Mir dämmert, dass ich nicht dahinter stehe. Die Idee ist zwar originell, es gäbe auch einen Konflikt, naja… ein Konfliktchen. Aber die einzige Lösung, die ich mir derzeit dafür vorstellen könnte, ist banal. Was will man auch von einer Geschichte erwarten, die dem rachelüsternen Gehirn einer 22-Jährigen entsprungen ist, um die Ehre ihrer besten Freundin zu verteidigen, zu Zeiten, als man für die Installation von Internet auf seinem PC noch nen Ingenieursabschluss brauchte und SMS aus nicht mehr als 160 Zeiten bestehen durften. Verdammt ja, ich ich weiß, dass Twighlight bzw. Die „Bis(s)“-Trilogie auch Anfang der 2000er spielt. Aber der Stoff ist einfach dicht, die Charaktere super und überhaupt. Mein Gott, was ist das überhaupt für ein Vergleich!? Ich schnappe über – bestimmt, weil´s immer noch so heiß ist.

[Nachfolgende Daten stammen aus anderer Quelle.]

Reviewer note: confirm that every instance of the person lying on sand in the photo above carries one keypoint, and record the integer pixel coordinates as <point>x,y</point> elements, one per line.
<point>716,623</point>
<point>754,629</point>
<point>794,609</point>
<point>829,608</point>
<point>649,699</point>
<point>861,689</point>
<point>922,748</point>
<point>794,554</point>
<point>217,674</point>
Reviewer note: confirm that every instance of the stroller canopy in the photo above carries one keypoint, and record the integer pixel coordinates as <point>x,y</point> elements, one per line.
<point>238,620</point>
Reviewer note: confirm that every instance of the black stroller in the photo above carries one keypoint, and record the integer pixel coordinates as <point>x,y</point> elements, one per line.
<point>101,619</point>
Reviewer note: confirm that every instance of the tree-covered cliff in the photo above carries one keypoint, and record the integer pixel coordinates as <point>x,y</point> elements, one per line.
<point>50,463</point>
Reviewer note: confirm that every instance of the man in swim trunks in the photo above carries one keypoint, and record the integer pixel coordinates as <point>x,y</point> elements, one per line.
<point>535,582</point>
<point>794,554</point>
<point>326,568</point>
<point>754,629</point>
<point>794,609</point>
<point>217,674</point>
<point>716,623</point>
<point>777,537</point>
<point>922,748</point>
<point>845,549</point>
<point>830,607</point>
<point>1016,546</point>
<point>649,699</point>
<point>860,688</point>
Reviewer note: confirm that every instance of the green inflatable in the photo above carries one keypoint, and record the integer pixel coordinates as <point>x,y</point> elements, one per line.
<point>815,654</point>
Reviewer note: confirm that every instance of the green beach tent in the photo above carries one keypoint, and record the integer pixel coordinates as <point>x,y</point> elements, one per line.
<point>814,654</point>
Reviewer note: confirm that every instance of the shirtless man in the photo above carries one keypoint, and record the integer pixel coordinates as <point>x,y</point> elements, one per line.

Und da ist ja immer noch mein Herzensprojekt. Das, bei dem ich schon viel weiter bin. Das, das einen Konflikt, tolle Charaktere, einen richtigen Antagonisten hat und etwas wertvolles, das auf dem Spiel steht. Das ein Ende hat, das ich schon kenne. Das aber nicht in den Wettbewerb passt. Blöder Wettbewerb. Der hat mich ins Wanken gebracht. Versuchung, asslige!